The issue of race arises as a more salient one in this case, because Obama would be the first "African American" (self identified) to hold the office, should he win. Certainly it is not condescending or racist to notice that fact, and too to identify its symbolic importance.
What many have noted is how, in spite of the symbolic significance of race (in this race), a great many Americans of every racial makeup seem ready to talk about the candidate without focusing on race. We argue about Obama's experience, or his focus on process rather than policy, etc.
In this one case, it is argued, we the public have begun to rise above our own fixations on race. You may disagree with the claim, but it is in this sense that Obama's candidacy has been claimed to have "transcended race". I think anyone with as sharp an eye as Patricia Williams', could not help but see that meaning.
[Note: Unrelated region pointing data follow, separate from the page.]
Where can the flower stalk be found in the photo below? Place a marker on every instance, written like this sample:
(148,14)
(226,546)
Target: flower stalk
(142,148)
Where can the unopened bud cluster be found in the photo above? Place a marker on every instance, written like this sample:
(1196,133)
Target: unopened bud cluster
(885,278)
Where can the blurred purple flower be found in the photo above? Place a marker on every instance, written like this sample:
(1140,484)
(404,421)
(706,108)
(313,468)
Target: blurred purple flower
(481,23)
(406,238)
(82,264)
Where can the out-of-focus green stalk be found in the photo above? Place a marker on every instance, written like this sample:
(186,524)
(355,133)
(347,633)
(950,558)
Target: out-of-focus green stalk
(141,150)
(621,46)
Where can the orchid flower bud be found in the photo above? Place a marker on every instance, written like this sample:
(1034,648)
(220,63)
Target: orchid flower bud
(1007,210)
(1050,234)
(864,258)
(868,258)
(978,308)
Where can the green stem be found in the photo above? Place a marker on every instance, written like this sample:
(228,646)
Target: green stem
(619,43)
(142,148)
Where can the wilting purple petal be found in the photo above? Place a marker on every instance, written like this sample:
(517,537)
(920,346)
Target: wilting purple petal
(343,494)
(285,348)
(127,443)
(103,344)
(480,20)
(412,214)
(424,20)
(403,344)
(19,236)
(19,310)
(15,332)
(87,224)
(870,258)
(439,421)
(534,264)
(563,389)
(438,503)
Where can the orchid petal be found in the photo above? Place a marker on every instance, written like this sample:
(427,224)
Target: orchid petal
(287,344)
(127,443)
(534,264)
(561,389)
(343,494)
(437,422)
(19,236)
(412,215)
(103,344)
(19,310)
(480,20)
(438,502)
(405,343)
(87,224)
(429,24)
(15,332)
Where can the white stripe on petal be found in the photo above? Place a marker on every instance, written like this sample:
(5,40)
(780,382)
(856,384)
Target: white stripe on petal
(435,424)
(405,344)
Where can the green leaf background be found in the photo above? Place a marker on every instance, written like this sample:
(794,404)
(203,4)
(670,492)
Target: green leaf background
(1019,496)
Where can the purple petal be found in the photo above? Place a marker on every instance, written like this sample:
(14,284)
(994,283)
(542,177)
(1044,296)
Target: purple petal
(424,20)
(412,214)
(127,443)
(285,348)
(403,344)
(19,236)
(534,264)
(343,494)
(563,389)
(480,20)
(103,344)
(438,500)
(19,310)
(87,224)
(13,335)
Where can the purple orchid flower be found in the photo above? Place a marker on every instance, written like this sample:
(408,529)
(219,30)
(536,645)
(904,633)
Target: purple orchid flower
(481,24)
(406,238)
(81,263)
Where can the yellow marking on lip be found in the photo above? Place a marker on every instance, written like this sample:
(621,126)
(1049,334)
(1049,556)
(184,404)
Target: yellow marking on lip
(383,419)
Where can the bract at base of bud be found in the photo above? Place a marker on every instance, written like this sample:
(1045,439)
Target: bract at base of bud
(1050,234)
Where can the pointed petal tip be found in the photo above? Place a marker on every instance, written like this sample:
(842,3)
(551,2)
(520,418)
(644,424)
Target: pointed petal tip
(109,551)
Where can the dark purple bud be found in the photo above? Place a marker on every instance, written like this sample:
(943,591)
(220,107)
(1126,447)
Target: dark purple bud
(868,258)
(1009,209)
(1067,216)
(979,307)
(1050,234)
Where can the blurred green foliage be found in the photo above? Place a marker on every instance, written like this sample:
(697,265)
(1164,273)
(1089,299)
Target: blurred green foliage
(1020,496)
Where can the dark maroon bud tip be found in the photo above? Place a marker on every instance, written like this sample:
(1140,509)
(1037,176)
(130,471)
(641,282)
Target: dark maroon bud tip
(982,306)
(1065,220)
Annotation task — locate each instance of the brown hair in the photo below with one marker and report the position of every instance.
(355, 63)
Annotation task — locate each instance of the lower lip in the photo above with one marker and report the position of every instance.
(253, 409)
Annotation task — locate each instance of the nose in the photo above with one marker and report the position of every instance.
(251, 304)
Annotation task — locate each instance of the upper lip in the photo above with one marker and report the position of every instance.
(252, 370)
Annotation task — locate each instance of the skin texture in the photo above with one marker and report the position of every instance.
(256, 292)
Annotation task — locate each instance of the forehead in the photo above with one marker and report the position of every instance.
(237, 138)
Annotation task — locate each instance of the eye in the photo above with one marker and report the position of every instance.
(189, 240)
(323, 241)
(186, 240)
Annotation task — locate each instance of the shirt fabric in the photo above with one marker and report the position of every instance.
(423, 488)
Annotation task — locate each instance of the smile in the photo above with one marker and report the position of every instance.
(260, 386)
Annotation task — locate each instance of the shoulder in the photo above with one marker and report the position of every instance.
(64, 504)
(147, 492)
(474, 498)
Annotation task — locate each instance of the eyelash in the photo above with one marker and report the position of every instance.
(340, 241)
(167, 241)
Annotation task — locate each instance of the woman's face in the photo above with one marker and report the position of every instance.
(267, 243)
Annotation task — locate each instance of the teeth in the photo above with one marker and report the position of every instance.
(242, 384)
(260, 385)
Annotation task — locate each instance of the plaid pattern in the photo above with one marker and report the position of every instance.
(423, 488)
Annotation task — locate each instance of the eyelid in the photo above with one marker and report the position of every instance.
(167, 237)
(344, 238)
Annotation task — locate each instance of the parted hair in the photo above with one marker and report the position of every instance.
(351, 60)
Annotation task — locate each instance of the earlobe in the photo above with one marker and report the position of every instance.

So, I must ask if there is some other reason for her rejection of that more simple interpretation in favor the more complex, and jaded. I think the answer may lie with charity.
A philosopher's "principle of charity" is said to underpin all reasonable interpretation (knowing what another means requires we assume the speaker speaks at least some truth). And this takes on a double meaning in the case of interpretation under suspicion (we are especially charitable in our application of that principle to those we have reason to suspect of falsity).
The author might have benefited from a more adequate application of both sorts of charity.
It is a good thing to imagine a day when our politics truly "transcend race"; and to the extent a candidate like Obama continues to be judged on his strengths and weaknesses, I am encouraged to believe that day will come.